Particularly taking into account the fact that optimization algorithms have their own computational complexities.
WHY
They feel this is important because as we gather more and more data, computational time (when running learning algorithms) becomes a more limiting constraint than the availability of data.
HOW
They model the learning process as a constraint satisfaction problem, where we want to minimize the expected (out-of-sample) generalization error.
Minimize Generalization error \(E_\text{gen} = E_\text{app} + E_\text{est} + E_\text{opt}\), where:
\(E_\text{app}\) (Approximation error): Error caused by using model families that don't have sufficient capacity (i.e. are not sufficiently complex, underfitting the data)

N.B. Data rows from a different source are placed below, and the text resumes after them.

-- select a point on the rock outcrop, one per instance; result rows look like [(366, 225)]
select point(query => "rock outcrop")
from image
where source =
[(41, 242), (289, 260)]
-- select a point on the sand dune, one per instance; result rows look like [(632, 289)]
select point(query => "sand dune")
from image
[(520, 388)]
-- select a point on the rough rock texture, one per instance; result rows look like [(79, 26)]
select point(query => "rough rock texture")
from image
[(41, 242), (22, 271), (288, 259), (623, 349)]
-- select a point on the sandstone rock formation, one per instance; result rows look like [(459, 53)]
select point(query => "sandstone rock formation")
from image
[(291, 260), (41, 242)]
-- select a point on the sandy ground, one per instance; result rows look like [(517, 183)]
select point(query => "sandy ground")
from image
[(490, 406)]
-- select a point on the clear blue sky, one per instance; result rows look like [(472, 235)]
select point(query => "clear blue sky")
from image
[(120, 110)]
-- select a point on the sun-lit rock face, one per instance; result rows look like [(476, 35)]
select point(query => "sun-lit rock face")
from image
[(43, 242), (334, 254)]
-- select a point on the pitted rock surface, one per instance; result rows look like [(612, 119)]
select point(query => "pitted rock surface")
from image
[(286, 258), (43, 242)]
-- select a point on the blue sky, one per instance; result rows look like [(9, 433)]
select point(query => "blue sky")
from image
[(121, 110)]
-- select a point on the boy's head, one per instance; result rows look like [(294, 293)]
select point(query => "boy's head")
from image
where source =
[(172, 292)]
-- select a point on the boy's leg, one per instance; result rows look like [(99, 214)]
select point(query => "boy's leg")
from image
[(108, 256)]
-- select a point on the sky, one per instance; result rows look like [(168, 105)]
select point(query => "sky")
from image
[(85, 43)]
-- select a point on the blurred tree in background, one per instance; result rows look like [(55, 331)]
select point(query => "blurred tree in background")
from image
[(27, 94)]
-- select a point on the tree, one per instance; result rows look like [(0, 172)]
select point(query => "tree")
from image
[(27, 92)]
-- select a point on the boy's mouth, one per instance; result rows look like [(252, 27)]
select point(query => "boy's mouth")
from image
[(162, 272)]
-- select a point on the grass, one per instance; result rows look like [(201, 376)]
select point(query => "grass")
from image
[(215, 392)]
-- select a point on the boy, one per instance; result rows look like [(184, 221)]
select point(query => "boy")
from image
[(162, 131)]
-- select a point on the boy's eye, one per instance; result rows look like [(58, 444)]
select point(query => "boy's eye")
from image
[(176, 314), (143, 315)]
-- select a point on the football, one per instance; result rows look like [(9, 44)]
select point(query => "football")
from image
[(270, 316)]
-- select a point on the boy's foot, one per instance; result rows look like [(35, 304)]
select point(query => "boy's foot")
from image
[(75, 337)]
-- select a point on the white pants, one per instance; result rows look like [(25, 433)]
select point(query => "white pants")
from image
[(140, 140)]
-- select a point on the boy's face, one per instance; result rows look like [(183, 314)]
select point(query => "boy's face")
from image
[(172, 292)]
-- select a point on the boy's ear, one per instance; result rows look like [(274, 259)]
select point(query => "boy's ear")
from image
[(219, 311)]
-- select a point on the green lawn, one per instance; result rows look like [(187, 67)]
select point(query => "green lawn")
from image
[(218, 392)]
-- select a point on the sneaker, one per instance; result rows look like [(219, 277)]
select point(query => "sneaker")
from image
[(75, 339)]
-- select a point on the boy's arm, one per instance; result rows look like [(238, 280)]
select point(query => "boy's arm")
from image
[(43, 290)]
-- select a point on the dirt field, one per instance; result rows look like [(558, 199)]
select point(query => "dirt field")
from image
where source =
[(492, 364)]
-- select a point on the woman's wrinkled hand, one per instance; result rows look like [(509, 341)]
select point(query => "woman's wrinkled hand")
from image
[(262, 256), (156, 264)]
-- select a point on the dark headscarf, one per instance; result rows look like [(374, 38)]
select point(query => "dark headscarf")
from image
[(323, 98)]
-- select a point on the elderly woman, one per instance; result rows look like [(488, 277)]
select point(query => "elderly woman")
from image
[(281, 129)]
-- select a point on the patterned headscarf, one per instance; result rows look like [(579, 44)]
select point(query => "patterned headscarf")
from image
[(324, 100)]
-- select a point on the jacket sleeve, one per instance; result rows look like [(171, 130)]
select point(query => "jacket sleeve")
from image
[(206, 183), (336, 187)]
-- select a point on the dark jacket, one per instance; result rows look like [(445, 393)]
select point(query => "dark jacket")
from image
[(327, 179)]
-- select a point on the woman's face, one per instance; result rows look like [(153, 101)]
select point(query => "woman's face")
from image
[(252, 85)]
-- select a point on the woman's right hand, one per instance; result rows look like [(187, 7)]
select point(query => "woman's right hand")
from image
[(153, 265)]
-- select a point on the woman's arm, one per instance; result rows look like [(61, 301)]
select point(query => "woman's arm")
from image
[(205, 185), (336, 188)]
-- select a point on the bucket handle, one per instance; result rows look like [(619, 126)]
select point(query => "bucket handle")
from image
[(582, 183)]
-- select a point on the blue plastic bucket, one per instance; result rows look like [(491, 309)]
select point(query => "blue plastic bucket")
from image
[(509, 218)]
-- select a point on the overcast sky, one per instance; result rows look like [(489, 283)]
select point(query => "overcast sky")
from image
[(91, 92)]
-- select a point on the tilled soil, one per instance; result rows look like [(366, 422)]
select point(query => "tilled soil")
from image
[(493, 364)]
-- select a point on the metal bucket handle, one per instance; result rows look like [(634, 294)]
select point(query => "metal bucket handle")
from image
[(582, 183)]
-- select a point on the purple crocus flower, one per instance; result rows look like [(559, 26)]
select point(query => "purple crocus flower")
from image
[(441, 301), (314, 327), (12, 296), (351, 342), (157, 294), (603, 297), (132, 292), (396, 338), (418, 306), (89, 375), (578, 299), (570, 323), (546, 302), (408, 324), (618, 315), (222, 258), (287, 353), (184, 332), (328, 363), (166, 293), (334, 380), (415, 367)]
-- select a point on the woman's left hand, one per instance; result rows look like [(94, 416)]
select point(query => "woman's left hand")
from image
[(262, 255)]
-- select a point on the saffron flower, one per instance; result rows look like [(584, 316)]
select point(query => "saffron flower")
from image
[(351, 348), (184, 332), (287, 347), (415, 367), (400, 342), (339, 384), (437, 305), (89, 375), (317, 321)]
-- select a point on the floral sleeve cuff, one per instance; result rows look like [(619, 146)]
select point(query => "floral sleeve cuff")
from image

\(E_\text{est}\) (Estimation error): Error caused by overfitting training data
\(E_\text{opt}\) (Optimization error): Error caused by the fact that we're not actually fully minimizing the objective function; we usually stop after some number of iterations, take shortcuts, etc.
Subject to:
\(n \leq n_\text{max} \), where \(n_\text{max}\) is the number of examples in the training data
\(T \leq T_\text{max}\), where \(T_\text{max}\) is maximum time we're willing to wait for the optimization algorithm to run
The authors define small-scale and large-scale problems as:
Small-scale problems: the constraint on the number of examples is dominant
Large-scale problems: the constraint on the running time of the algorithm is dominant
They then compare how a couple of Gradient Descent variants perform w.r.t. these parameters.
CLAIMS
Small, shallow, approximate model optimization on a large dataset is more efficient than intense optimization on smaller datasets.

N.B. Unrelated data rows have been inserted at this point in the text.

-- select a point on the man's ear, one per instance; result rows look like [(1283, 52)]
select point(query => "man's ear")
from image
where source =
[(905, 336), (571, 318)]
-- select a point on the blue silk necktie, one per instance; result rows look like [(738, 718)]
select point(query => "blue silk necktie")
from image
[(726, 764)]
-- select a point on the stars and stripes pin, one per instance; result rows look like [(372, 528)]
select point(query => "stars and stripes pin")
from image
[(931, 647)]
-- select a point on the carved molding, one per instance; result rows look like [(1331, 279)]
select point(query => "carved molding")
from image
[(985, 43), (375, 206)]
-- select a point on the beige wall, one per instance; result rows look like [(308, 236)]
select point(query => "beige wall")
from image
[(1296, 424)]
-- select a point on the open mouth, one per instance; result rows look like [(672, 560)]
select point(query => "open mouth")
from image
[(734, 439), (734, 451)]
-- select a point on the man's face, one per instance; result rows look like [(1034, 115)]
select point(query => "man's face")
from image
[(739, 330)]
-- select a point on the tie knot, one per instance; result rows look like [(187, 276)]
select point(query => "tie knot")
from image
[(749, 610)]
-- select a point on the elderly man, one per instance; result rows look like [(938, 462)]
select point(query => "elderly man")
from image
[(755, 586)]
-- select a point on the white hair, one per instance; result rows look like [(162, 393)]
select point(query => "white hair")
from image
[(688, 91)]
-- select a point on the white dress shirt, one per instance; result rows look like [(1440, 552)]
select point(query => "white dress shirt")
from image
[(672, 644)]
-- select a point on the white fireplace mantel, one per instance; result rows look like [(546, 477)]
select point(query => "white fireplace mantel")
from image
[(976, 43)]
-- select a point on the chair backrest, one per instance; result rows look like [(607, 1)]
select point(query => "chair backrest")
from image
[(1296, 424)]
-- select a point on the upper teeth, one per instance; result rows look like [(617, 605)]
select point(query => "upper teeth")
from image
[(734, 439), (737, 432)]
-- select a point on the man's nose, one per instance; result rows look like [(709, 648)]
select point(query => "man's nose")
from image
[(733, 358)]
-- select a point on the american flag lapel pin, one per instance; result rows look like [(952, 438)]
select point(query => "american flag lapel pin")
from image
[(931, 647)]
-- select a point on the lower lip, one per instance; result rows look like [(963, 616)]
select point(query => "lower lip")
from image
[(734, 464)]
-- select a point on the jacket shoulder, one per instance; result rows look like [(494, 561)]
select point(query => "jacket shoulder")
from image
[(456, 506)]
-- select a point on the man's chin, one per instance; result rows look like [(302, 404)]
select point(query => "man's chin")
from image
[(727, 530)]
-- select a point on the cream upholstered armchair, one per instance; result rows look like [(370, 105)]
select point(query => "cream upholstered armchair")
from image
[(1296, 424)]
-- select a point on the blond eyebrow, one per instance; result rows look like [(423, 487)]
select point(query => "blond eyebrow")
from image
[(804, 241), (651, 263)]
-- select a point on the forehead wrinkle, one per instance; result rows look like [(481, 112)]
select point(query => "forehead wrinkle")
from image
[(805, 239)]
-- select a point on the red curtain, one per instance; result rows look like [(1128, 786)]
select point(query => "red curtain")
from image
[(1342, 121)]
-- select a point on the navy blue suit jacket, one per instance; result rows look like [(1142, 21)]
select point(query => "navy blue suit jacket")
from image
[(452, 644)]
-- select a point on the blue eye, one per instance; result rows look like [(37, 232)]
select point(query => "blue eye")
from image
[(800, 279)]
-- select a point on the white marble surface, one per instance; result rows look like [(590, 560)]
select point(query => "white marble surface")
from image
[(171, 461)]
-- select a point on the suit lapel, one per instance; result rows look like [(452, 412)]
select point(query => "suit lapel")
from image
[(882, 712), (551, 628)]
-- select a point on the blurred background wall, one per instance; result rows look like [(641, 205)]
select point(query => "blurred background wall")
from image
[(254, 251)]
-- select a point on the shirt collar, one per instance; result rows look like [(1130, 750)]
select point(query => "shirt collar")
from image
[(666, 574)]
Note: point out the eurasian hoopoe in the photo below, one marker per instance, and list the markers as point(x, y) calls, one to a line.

- E.g. using SGD (Stochastic Gradient Descent) on large data is more efficient that using full-batch gradient descent learning on less data.
QUOTES
"Stochastic algorithms (SGD, 2SGD) yield the best generalization performance [in large-scale problems] despite being the worst optimization algorithms."
- This happens because the optimization error (\(E_\text{opt}\)) is only one of the components in the generalization error (which is \(E_\text{gen}\))

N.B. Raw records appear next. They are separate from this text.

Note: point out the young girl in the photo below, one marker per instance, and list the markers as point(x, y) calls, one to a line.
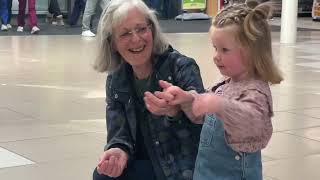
point(236, 115)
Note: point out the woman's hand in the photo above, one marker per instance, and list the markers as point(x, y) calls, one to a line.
point(112, 162)
point(159, 106)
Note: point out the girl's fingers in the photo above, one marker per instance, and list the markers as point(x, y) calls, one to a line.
point(163, 95)
point(164, 84)
point(155, 100)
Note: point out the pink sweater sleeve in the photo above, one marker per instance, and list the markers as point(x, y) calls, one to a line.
point(246, 115)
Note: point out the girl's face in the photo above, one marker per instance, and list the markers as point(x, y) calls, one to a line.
point(133, 39)
point(227, 54)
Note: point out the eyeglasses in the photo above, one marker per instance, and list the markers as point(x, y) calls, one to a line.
point(140, 30)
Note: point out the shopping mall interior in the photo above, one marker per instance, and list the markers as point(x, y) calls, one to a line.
point(52, 107)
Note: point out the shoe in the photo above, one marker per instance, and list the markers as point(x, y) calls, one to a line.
point(4, 27)
point(60, 20)
point(88, 33)
point(35, 30)
point(49, 18)
point(20, 29)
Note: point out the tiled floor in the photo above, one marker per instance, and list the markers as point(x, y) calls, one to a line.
point(52, 106)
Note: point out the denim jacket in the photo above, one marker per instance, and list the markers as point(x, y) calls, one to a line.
point(171, 144)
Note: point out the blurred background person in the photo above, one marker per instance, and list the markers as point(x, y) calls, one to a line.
point(54, 16)
point(89, 11)
point(33, 21)
point(78, 8)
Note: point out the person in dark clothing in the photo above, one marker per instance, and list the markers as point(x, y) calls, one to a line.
point(9, 8)
point(140, 144)
point(55, 16)
point(78, 8)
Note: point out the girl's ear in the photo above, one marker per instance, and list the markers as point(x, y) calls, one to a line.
point(113, 46)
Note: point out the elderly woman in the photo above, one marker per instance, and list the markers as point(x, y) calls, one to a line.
point(142, 145)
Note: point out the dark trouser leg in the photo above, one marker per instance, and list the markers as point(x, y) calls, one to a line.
point(139, 170)
point(77, 7)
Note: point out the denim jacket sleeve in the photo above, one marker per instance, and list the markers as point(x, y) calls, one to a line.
point(117, 124)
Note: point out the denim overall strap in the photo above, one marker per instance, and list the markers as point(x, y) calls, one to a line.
point(216, 160)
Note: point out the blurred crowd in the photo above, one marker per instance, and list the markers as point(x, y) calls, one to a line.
point(81, 8)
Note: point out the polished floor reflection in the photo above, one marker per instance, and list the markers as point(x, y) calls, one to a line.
point(52, 106)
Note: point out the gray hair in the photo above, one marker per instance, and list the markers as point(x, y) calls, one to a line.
point(108, 59)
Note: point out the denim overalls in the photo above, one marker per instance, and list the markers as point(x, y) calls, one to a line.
point(216, 160)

"Taking in account budget constraints on both the number of examples and the computation time, we find qualitative differences between the generalization performance of small-scale learning systems and large-scale learning systems."
- In other words, large-scale problems are not just small-scale problems with more data; they are fundamentally different.
NOTES
This paper was written back in 2007 and it won the NIPS NeurIPS Test of Time Award in 2018.
- The reason is that in these 11 years, the principles in the original 2007 paper have mostly held true and have had a large impact on advances in large-scale learning, particularly the learning of deep neural nets.
MY 2¢
This seems a rehash of the old adage the holds that "More data beats better algorithms".
Another instance where this tradeoff was demonstrated was in the popular Word2Vec (Mikolov et al 2013), where the author used a very simple neural net with a single, linear layer (so-called log-linear models) to train a language model.
- They got better results not because the model was better, but because it was simple and fast and it enabled them to train on a massively large dataset.